Opinião: O caso do bom senso

Tarso Teixeira
Presidente do Sindicato Rural de São Gabriel
Vice Presidente da Farsul 

Que o país atravessa uma grave crise, disso são sabedoras até as pedras do calçamento da Esplanada dos Ministérios. A terceira prisão na biografia de José Dirceu, realizada nesta semana, apenas conferiu um novo ingrediente a um cenário que já andava suficientemente caótico, com recessão galopante, uma articulação política que toma derrota atrás de derrota em um Legislativo. No horizonte, uma Operação Lava-Jato cada dia perigosamente mais próxima do coração político do governo, uma ameaça paira sobre a aprovação das contas da gestão, e como se não bastasse, temos a chegada do Agosto, esse mês que já gerou tantos cachorros loucos na nossa história republicana.

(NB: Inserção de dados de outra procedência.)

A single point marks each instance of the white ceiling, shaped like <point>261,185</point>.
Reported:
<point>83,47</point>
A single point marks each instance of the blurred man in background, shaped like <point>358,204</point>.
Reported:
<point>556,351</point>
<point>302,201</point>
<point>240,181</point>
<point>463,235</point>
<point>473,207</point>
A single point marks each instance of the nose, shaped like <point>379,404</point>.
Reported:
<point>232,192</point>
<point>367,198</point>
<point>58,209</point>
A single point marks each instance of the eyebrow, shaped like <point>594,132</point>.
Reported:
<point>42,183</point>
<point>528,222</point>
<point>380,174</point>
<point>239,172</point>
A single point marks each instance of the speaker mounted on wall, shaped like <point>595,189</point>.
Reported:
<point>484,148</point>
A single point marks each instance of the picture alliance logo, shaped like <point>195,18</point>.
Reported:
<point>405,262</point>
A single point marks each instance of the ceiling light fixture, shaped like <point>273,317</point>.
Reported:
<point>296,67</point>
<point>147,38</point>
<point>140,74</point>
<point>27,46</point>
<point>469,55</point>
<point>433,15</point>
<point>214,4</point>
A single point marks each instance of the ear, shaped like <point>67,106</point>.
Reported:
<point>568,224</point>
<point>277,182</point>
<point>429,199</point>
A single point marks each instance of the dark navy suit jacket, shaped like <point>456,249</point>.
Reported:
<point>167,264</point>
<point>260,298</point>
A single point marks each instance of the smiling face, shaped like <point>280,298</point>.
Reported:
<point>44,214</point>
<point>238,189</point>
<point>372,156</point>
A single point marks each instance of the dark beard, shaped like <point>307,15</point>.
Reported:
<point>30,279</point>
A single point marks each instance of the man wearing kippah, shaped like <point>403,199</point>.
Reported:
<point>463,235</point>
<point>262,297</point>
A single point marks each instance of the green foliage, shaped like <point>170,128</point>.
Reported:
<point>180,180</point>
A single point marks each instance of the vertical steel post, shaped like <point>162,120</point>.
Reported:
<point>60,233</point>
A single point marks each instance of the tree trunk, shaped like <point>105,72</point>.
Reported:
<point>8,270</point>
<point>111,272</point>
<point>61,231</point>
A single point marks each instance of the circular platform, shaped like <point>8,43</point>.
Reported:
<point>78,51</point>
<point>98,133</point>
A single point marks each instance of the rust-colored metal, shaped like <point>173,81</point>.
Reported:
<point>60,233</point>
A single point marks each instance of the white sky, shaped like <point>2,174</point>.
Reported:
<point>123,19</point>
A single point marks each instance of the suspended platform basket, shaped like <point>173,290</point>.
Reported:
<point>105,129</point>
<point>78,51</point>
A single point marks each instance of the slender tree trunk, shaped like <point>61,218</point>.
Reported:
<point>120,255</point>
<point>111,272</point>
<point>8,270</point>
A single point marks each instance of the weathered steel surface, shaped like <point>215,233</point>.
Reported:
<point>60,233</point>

Enquanto isso, uma pergunta que não vem sendo feita vem à mente: quem está governando o governo? A presidenta, com ares de nervosismo e desarticulação cada vez mais evidentes, sai por aí saudando a mandioca, inventando a “mulher sapiens” e prometendo dobrar a meta quando alcançar a meta que não está colocada como meta. 
A atual presidenta, dizem os que convivem mais em Brasília, nunca foi muito dada à articulação política, gostando de definir-se como boa gerente – o que, convenhamos, nem mesmo é verdadeiro. Centralizadora e desconfiada, acostumou-se a contar sempre com o eterno “Nunca Dantes”, que sempre a socorria indo à Capital para visitar aliados e distribuir tapinhas nas costas. Hoje, mais preocupado com a própria pele, Luis Inácio visivelmente jogou sua criatura às feras, deixando-a nas mãos do mesmo PMDB de quem, meses atrás, queria roubar deputados para criar um novo partido aliado, sob a batuta de seu ministro Kassab, fato que, por sinal, produziu as primeiras desavenças com o hoje rebelde Eduardo Cunha. 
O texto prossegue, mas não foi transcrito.